Organizadamente não organizados
O secretário de Estado do Desporto promete uma lei “inapelável” sobre comportamento das claques legais. Mas o problema são as ilegais...
Problema é transversal a todo o futebol português, pois há grupos de adeptos propositadamente não organizados e com apoios velados em todos os clubes
“Na próxima época desportiva haverá muito, mas muito mais qualificação de alguns temas que recorrentemente são falados no nosso país e, portanto, haverá punição direta indiscutível e inapelável de alguns comportamentos, nomeadamente no que se refere aos grupos organizados e interferências de outras instâncias” – a frase é de João Paulo Rebelo, secretário de Estado do Desporto, reconduzido no cargo do anterior para o atual Governo.
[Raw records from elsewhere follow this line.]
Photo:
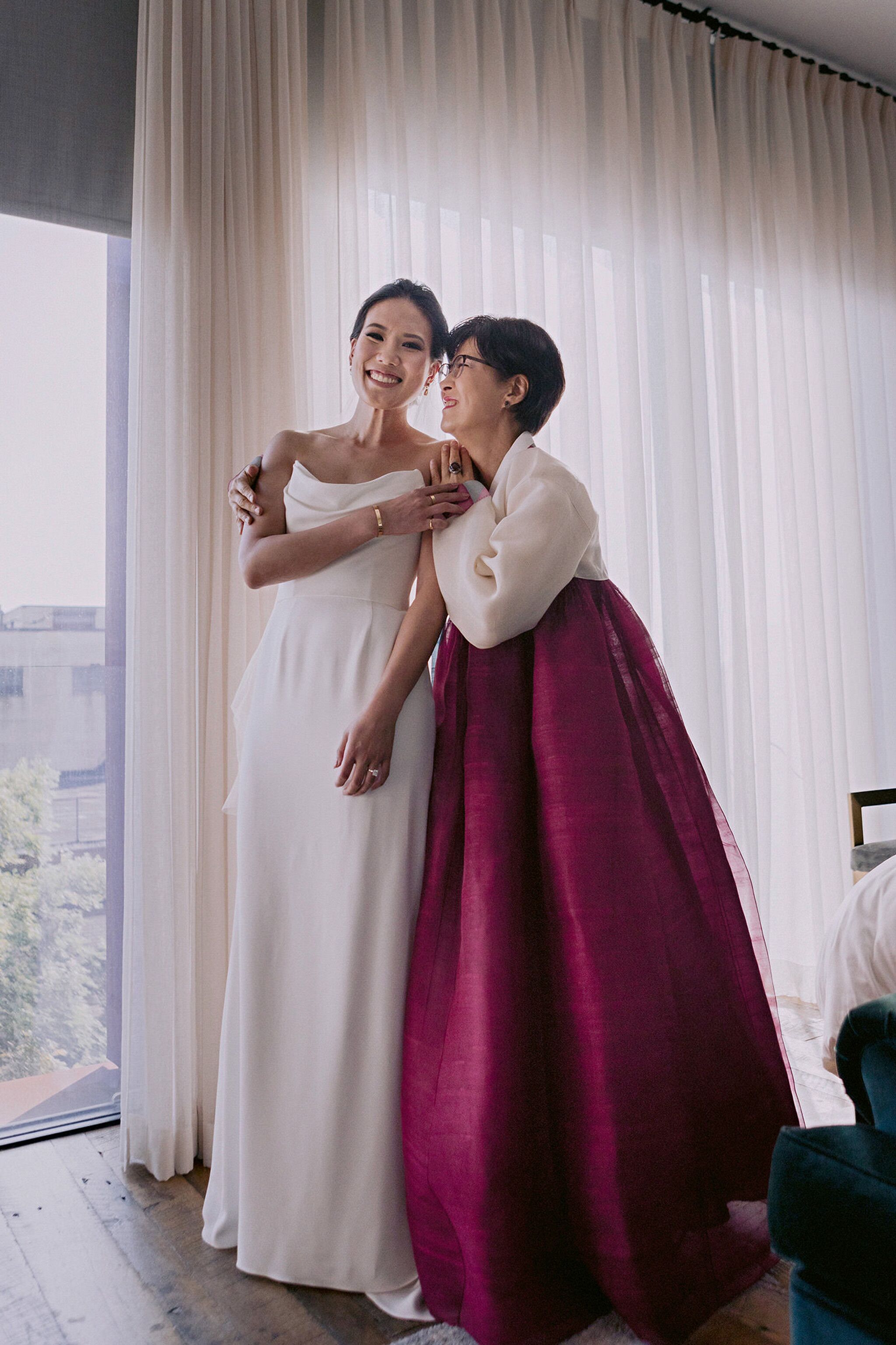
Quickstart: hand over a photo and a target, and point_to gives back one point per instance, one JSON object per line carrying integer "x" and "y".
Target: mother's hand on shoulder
{"x": 240, "y": 494}
{"x": 451, "y": 457}
{"x": 424, "y": 510}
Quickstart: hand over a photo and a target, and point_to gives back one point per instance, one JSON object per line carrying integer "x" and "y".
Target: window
{"x": 88, "y": 678}
{"x": 64, "y": 366}
{"x": 11, "y": 681}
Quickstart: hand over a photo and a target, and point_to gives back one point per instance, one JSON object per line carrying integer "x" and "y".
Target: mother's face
{"x": 474, "y": 394}
{"x": 391, "y": 361}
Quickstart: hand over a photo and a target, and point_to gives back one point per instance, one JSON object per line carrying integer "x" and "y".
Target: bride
{"x": 307, "y": 1177}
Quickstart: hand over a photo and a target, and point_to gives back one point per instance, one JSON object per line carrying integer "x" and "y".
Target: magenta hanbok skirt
{"x": 594, "y": 1075}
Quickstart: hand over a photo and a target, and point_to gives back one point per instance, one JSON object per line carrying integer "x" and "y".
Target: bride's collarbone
{"x": 343, "y": 466}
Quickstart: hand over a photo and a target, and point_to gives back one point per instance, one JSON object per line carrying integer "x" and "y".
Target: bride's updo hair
{"x": 516, "y": 346}
{"x": 422, "y": 298}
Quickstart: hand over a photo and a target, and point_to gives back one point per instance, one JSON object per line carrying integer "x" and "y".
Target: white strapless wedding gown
{"x": 307, "y": 1179}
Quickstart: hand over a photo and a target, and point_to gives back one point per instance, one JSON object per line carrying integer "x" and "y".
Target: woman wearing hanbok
{"x": 594, "y": 1076}
{"x": 306, "y": 1169}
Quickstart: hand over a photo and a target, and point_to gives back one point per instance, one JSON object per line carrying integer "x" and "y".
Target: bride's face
{"x": 391, "y": 360}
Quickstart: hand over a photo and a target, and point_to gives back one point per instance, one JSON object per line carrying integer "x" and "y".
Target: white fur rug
{"x": 606, "y": 1331}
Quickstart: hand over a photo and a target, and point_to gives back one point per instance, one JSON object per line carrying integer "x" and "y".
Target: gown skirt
{"x": 594, "y": 1074}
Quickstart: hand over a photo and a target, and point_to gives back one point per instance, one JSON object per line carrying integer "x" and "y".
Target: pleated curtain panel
{"x": 708, "y": 231}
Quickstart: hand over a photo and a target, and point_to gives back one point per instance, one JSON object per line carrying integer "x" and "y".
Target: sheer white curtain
{"x": 707, "y": 229}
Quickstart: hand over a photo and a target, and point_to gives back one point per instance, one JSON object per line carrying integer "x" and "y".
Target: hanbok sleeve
{"x": 501, "y": 575}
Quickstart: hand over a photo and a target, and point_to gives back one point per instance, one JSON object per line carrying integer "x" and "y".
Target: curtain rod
{"x": 726, "y": 30}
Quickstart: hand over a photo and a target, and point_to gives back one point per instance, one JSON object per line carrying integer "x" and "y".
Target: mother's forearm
{"x": 292, "y": 556}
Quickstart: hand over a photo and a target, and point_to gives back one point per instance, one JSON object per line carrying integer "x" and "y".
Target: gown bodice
{"x": 382, "y": 571}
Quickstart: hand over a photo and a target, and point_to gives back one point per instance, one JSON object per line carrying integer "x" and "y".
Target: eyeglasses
{"x": 451, "y": 369}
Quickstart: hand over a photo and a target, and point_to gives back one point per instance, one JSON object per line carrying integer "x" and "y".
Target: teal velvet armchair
{"x": 832, "y": 1198}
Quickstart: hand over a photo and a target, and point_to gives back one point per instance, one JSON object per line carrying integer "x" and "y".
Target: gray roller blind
{"x": 68, "y": 74}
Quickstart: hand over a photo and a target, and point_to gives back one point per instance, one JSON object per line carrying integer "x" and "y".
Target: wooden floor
{"x": 91, "y": 1255}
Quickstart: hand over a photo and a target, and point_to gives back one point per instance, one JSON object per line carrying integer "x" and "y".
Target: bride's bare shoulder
{"x": 286, "y": 448}
{"x": 430, "y": 450}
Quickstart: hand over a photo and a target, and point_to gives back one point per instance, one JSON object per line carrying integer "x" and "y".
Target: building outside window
{"x": 64, "y": 360}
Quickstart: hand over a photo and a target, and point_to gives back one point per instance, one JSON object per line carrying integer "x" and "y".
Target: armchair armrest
{"x": 867, "y": 1062}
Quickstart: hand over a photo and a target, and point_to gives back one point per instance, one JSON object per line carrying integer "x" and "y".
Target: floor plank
{"x": 201, "y": 1288}
{"x": 346, "y": 1319}
{"x": 93, "y": 1293}
{"x": 24, "y": 1314}
{"x": 116, "y": 1258}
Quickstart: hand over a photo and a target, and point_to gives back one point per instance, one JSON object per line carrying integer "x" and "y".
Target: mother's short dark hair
{"x": 422, "y": 298}
{"x": 517, "y": 346}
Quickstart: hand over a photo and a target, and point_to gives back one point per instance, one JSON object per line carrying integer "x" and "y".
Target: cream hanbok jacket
{"x": 504, "y": 563}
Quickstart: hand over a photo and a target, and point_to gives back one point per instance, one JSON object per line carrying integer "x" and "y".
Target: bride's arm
{"x": 268, "y": 555}
{"x": 369, "y": 740}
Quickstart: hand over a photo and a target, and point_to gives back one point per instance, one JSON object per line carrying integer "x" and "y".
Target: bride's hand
{"x": 365, "y": 752}
{"x": 240, "y": 494}
{"x": 426, "y": 509}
Outro facto: o problema estende-se há mais de uma legislatura e é das heranças político-desportivas de mais difícil resolução. Porém, estas declarações revelam intenções que caem com frequência no modo meramente circunstancial. Repare-se: o governante refere-se às claques organizadas, quando o verdadeiro problema são as claques não organizadas, ilegais, autênticos fantasmas que pairam sorridentes sobre a letra da lei. A questão tornar-se-á ainda mais grave caso o Supremo Tribunal Administrativo entenda validar o recente acórdão do Tribunal Central Administrativo Sul que considera inconstitucional (dito de forma resumida) condenar uma personalidade coletiva (o Benfica, neste caso) pelo comportamento dos seus adeptos quando não se prova administrativamente que são seus adeptos. O acórdão refere isso mesmo: não são seus de forma oficial, pelo que a entidade não pode ser condenada. Apesar do maior impacto dos incidentes com claques dos três grandes – e as não legalizadas do Benfica têm uma montra muito maior –, este é um problema transversal a todo o futebol português, pois há grupos de adeptos propositadamente não organizados e com apoios velados em muitos emblemas. Parece, portanto, que a Lei da Violência no Desporto, que, afinal, só entra em vigor a partir da próxima temporada, pretende conseguir o que poucas leis conseguem em Portugal: fintar os subterfúgios e os emaranhados com que é desenhada, para que não desacredite o legislador e as tutelas do futebol.